Museum at the cathedral

  • Trier

Point of interest | Museum

For many years, historians considered the medieval tale that the first cathedral had been built on imperial land to be nothing more than legend. It seemed unimaginable that the emperor’s mother, Helena, would have actually allowed her palace to be demolished for the first Christians. This view changed straight after World War II, when initial remains of a 7x10-metre ceiling painting was unearthed three metres beneath the cathedral floor.

Further excavations followed. In a puzzle that would last over ten years, archaeologists finally put the more than 30,000 fragments back together; the 15 scenes not only depicted pairs of flying cupids and philosophers, but also four portraits of women who have repeatedly been identified as female members of the imperial family.

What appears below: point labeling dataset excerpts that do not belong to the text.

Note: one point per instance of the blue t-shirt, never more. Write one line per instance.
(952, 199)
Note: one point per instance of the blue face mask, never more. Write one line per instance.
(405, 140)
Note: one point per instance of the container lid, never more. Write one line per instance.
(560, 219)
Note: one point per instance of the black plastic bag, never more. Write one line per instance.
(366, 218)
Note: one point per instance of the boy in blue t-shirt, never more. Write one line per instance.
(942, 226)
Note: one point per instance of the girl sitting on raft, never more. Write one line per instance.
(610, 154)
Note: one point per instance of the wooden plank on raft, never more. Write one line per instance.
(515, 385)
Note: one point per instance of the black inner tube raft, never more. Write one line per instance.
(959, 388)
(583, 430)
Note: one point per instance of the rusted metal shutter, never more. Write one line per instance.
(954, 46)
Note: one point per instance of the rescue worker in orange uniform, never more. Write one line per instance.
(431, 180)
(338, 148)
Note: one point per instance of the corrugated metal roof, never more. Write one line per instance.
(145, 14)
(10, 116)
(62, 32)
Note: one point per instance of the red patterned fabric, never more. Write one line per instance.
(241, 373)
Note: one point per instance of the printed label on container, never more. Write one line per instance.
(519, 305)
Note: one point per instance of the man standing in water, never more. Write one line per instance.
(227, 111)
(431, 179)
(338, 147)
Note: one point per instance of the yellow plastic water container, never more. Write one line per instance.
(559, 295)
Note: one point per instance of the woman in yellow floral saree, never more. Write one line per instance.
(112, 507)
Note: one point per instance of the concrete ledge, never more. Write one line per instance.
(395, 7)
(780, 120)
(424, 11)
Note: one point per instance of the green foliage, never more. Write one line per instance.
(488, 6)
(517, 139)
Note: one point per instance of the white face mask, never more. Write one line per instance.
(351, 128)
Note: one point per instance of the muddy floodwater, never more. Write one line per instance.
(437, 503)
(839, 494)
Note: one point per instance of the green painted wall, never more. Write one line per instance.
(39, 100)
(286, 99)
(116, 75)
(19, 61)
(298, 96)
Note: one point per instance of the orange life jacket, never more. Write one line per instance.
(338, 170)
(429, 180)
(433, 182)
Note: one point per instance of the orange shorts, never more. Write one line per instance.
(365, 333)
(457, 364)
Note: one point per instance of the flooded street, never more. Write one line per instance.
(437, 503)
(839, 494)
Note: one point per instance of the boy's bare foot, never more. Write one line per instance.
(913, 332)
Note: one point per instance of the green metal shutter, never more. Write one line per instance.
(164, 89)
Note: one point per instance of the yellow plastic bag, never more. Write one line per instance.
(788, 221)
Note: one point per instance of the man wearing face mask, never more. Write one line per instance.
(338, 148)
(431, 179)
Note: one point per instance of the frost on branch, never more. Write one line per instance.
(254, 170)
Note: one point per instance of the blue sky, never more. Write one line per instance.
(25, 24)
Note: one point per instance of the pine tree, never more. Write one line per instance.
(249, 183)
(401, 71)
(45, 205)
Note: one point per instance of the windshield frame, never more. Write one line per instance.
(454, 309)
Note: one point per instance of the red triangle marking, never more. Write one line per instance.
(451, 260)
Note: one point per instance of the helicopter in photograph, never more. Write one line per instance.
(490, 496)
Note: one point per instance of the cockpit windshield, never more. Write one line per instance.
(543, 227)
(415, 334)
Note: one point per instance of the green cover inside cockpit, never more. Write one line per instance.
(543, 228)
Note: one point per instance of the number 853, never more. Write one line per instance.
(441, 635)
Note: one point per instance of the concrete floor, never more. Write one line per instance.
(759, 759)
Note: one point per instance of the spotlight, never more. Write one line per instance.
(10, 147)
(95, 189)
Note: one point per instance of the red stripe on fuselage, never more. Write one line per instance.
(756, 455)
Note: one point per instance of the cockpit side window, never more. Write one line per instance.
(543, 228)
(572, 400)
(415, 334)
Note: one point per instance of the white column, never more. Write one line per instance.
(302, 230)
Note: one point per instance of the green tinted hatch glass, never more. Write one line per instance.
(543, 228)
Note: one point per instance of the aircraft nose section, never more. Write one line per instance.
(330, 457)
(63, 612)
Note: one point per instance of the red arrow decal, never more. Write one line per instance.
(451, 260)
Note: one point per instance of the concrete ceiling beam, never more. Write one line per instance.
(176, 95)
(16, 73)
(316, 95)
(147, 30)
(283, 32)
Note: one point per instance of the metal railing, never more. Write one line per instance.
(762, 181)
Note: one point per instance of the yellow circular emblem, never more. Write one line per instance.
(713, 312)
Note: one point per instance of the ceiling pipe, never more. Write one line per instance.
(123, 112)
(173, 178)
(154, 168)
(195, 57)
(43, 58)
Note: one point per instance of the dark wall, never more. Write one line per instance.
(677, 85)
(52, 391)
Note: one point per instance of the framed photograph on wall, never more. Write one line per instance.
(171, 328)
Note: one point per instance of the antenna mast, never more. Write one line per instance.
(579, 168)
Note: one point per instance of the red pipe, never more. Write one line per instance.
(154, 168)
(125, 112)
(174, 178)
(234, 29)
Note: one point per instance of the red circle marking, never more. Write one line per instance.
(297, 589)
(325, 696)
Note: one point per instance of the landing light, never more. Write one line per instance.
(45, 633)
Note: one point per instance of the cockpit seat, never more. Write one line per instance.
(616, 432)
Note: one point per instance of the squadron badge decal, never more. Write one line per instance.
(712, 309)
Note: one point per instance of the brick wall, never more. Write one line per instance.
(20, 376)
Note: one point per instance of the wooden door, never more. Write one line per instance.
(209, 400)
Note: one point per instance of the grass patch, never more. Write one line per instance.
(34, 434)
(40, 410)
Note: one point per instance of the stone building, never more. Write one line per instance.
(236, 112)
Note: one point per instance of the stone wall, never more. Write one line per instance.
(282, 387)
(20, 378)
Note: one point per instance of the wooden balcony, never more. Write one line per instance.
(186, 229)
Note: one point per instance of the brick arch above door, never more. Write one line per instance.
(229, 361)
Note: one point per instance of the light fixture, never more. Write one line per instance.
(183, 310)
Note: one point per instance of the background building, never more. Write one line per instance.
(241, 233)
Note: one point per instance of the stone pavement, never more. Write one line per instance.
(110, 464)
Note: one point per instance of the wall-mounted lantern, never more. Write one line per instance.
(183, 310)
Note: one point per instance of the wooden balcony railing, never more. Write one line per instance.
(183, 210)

While this interpretation has not been shared by all researchers, one thing people do agree on is the fact that the sensational discovery must have come from an opulent palace that was knocked down around the year 300 to build the cathedral. And just like that, it appears there may well be some truth to the legend of the cathedral being the ‘house of Helena’.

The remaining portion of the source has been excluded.